The capital adequacy ratio is actively used in the regulation of the activities of financial institutions. It can be defined in several ways. First, it is the ratio of a bank's capital to its risk-weighted assets and current liabilities (credit exposures). Since loans dominate the bank's assets, the CAR is an indicator of the collateralization of the issued loans with the bank's funds.

The role of the ratio is in establishing certain standards for banks. This way, everyone gets an opportunity to measure the investment attractiveness of banks for investors and depositors or to understand the safety of a credit.

To comply with regulatory requirements, a financial institution must either increase its equity capital or reduce its assets and loan volume. Thus, banks are forced to abandon risky operations, which ultimately increases the level of financial stability.
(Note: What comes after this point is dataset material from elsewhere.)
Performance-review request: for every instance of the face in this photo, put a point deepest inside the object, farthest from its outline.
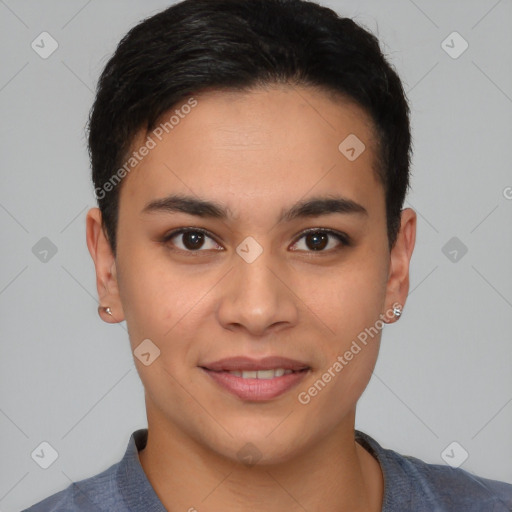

Capital Adequacy Ratio = (Tier-I + Tier-II (Capital funds)) /Risk weighted assets

Tier-I is core capital, such as equity and disclosed reserves, and Tier-II is supplemental capital.

What do you need to know about the capital adequacy ratio?

To measure the average CAR value, Basel Accord was created in 1988. There we can find several editions with requirements for banks and other financial institutions.

The Basel III norms stipulated a capital to risk-weighted assets of 10.5%. However, some Indian banks have to maintain a CAR of 9-12%. If the bank fails to comply with requirements, the company may be called insolvent, which means that the bank doesn't have enough assets to absorb enough losses.

For example, let's imagine that bank JPM has $100 million in tier-I capital and $50 million in tier-II capital. The loans of the bank have been weighted and calculated as $500 million. The CAR of bank JPM is 30 percent (($100 + $50) / $500). Therefore, JPM has an extremely high capital adequacy ratio (3 times the requirements). As a result, JPM is less likely to become insolvent if unexpected losses occur. 

In a nutshell, a bank with a high capital adequacy ratio is considered safe and likely to meet its financial obligations.